De creativiteit van Sascha Soren is eindeloos. Ze vindt inspiratie in de Griekse mythologie (bijvoorbeeld de negen muzen), hedendaagse urban legends (de vampires, de familie De Morgue), de originele versie van Alice in Wonderland door Lewis Carroll (de raadsels, de Rode Koningin), folklore (Baba Yaga), en haar eigen inbeeldingsvermogen. Hoe grappiger en interessanter kan het nog worden? Dit is het meest originele boek dat ik ooit gelezen heb, en het zou me niet verbazen moeten leerkrachten hier binnen tien jaar in hun literatuurlessen over praten, en het dopen als het eerste boek in het ‘random genre’. Op het moment is er een beweging aan de gang in hedendaagse dichtkunde waarin de dichters willekeurige woorden samenplakken om zo tot een gedicht te komen, en ik kan me goed genoeg inbeelden dat Random Magic het eerste proza-werk zou worden om tot dit genre te behoren. Het past ook goed in de 21e eeuwse stijl van alles willen en niets krijgen, onze levens zelf een subliem voorbeeld van hoe men dingen kan samen gooien om met iets origineel en ‘random’ op te proppen te komen. Niemand is één iets, we zijn allemaal verschillende dingen, op een willekeurige manier samengesteld in constructies die op wonderbaarlijke wijze toch werken. Random Magic werkt een beetje op hetzelfde principe. Het zijn vooral de dialogen die het boek maken, en in eerste instantie lijkt het enorm willekeurig en moeilijk om er iets van te maken, maar op een bepaald moment klinkt het allemaal samen en kom je tot het besef dat je werkelijk een briljant werk aan het lezen bent.
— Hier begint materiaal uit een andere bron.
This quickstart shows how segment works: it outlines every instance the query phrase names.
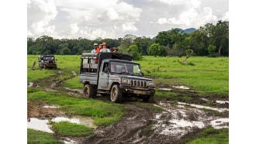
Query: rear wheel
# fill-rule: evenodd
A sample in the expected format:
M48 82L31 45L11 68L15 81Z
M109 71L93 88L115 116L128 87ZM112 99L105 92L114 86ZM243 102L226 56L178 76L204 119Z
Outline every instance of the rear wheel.
M93 98L93 89L91 84L85 84L84 87L84 97L92 98Z
M154 103L154 94L148 95L147 98L144 98L143 101L149 102L149 103Z
M110 99L112 102L119 102L122 100L123 94L120 87L118 84L115 84L112 87L110 91Z

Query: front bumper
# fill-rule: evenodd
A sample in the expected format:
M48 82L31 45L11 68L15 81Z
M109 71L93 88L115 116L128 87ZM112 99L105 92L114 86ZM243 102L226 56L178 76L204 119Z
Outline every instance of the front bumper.
M155 89L154 87L132 87L127 84L120 84L119 87L123 93L129 93L141 95L154 95Z

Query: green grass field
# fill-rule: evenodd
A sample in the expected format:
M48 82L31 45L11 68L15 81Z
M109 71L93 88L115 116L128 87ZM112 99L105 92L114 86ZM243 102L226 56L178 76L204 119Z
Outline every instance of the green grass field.
M41 80L56 81L67 79L62 87L71 89L82 89L83 84L78 82L80 56L55 56L58 70L39 70L37 55L27 56L27 81L36 82ZM191 57L187 60L187 65L182 65L178 60L182 61L185 57L154 57L144 56L142 60L136 61L140 63L142 71L146 77L157 77L155 81L163 82L169 85L180 84L192 87L198 91L225 94L229 93L229 58L228 57ZM36 61L35 70L30 70L33 62ZM61 71L60 75L59 71ZM74 76L72 71L77 73ZM58 75L58 77L54 77ZM173 81L170 81L170 79ZM94 123L97 125L109 125L118 122L126 113L126 108L123 105L102 101L97 100L85 99L69 96L67 94L51 93L43 91L40 88L28 87L27 98L43 101L47 104L60 105L60 109L68 115L79 115L90 116L95 118ZM156 91L156 97L176 97L173 92ZM189 100L189 97L185 98ZM188 100L188 101L189 101ZM177 101L175 101L177 102ZM144 105L144 107L154 107ZM155 110L158 111L157 108ZM68 126L74 128L72 131L78 132L75 135L86 135L92 132L91 129L81 128L69 123L54 124L54 129L58 131L60 135L72 135L65 129ZM85 131L81 130L85 129ZM220 143L223 137L224 143L228 142L228 131L206 129L205 133L200 134L190 143ZM214 135L210 133L214 132ZM51 134L46 134L28 129L28 143L62 143L57 141ZM219 139L220 138L220 139ZM46 139L49 141L45 142ZM216 140L214 140L216 139Z

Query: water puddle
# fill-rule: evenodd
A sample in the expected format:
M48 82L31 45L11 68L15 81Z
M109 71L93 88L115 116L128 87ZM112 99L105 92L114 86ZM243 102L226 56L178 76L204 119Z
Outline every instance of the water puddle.
M179 105L190 105L192 107L195 107L197 108L207 108L207 109L211 109L211 110L214 110L214 111L217 111L219 112L224 112L225 111L228 111L227 108L212 108L212 107L207 107L207 106L203 106L203 105L195 105L195 104L187 104L185 102L178 102L178 104Z
M78 93L78 94L83 94L84 93L83 90L80 90L80 89L71 89L71 88L68 88L68 87L65 87L65 89L68 90L69 91L74 92L74 93Z
M44 90L48 92L57 92L57 91L50 88L45 88Z
M219 104L228 104L229 101L216 101L216 103L219 103Z
M229 128L229 118L221 118L218 119L214 119L210 122L211 125L214 129L223 129Z
M173 89L171 89L171 88L158 88L158 90L161 90L161 91L171 91L173 90Z
M153 126L154 132L161 135L169 135L174 139L181 138L192 132L195 129L203 129L213 126L214 129L227 128L229 118L218 118L207 115L197 108L185 107L189 105L178 102L180 105L171 105L168 102L159 102L154 106L165 110L154 115L157 123ZM227 108L214 108L202 105L189 105L195 108L206 108L219 111L228 111Z
M59 108L57 105L43 105L43 108Z
M29 119L29 122L27 122L27 128L54 133L48 125L48 119L39 119L37 118L30 118Z
M54 122L67 121L71 123L84 125L94 129L97 128L97 126L93 124L93 119L89 117L74 116L71 118L66 117L56 117L51 119L51 121ZM49 119L39 119L37 118L30 118L29 121L27 122L27 128L49 133L54 133L54 132L50 129L50 125L48 125L48 122Z
M184 86L184 85L179 85L179 86L172 86L175 88L180 88L180 89L185 89L185 90L189 90L190 88L189 87Z
M95 125L93 124L93 119L89 117L82 117L82 116L74 116L71 118L66 117L56 117L52 119L54 122L60 122L63 121L67 121L71 123L76 123L80 125L84 125L91 128L97 128Z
Sascha Soren neemt Lewis Carroll’s prachtige, creatieve en originele verhaal van Alice in Wonderland, en het lijkt alsof ze plots de grote lamp aansteekt. We zien een wereld die nog gekker, nog willekeurig, en nog surrealistischer, en des te hilarischer, is dat de wereld die we al kennen uit het originele boeken. Beeldt het je gewoon eens in: rubberen badeendjes die veranderen in onderzeeërs, een spelletje schaak met echte mensen in plaats van pionnen een beetje zoals Harry Potter moest ondergaan in het eerste boek in de gelijknamige serie, de musen die als het ware tot leven komen op de bladzijden van het boek en een vreemde familie die je doet deken aan de Addams Family. Van zodra je Random Magic openslaat, kom je van het ene avontuur in het andere terecht, allemaal even bizar and toch op een rare manier bekend. Zoeken naar de referenties naar klassieke literaire werken of meer moderne dingen zoals TV Shows en populaire boekseries, wordt een sport op zichzelf. De humor is fantastisch, en ik had een lach op mijn gezicht vanaf de eerste pagina tot aan het einde. Natuurlijk is het volledig willekeurig – maar daar zit dan ook de humor.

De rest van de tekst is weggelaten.